Rita Elisa Seda disse...

Inajá querida amiga. Para as negações de Pedro, Jesus foi categórico em perguntar "Você me ama?". Indagou por três vezes, o mesmo número de vezes que Pedro lhe negou o conhecimento. O Galo cantar quer dizer foi durante a madrugada. Como uma insônia! Cristo não precisava perguntar se Pedro o amava, mas perguntou até o ponto de Pedro ficar triste, pensando que Jesus não entendia o quanto O amava. Na verdade a vida é assim.
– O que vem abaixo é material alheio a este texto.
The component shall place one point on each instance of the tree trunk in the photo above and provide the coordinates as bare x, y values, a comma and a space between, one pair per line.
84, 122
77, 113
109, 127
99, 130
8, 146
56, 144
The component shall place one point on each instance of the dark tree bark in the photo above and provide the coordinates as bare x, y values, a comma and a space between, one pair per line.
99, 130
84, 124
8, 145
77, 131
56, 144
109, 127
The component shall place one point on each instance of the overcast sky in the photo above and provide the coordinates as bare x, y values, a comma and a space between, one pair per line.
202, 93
Ás vezes precisamos dizer três vezes para alguém que o amamos, até que ele se sacie dessa verdade.
Seu texto é lindo. Me emocionou!
Beijos, felicidades e a paz!

Inajá Martins de Almeida disse...

Sim Rita querida.
O amor nem sempre nos dá o passaporte para uma rota tranquila. Pedro amava Jesus mas esse sentir não o impediu de o negar. De ficar à distância nos momentos cruciais. Foi muito boa tua colocação. É o galo que canta e nos faz despertar. Talvez o texto necessite alguns ajustes, mediante tuas palavras. Dizem que sempre a última produção nossa é aquela com que mais nos identificamos. Esta é uma delas. Espero que Deus me proporcione novas inspirações e que eu possa usufruir dos teus comentários tão profundos.
Obrigada querida amiga de todos os momentos.
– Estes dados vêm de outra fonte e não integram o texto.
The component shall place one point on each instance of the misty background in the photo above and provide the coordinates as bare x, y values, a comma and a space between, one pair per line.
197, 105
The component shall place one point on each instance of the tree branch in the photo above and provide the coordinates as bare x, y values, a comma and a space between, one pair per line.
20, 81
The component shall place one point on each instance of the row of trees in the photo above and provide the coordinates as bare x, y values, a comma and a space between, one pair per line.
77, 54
Inajá Martins de Almeida disse...

Sim querida amiga.

O galo soprou aos meus ouvidos. O amor de Jesus que nos conclama a amá-lo incondicionalmente nos faz encontrar no exemplo de Pedro, quantas vezes também o negamos. Mas também quantas vezes ao voltar lá está Ele a nos proporcionar um banquete. Somos filhos pródigos. Ele o Bom Pai a nos aguardar de braços abertos, com festas e júbilo.
Obrigada querida amiga pela tua amizade.

Inajá Martins de Almeida disse...

sonia mello para mim
mostrar detalhes 13:25 (1 hora atrás)
Seu texto é surpreendentemente belo!
Tua alma canta aos nossos ouvidos através dessas palavras tão profundas e verdadeiras!
Tenho orgulho de tê-la como amiga!
Parabéns! Abraço Sonya


Sonya querida amiga

Recebi a mensagem por e-mail, mas quis registrá-la aqui neste espaço.
Obrigada amiga. Também tenho orgulho de tê-la como amiga.
Tuas pinturas, tuas telas retratam a pessoa sensível que você é.
Obrigada por compartilhar tua arte sempre.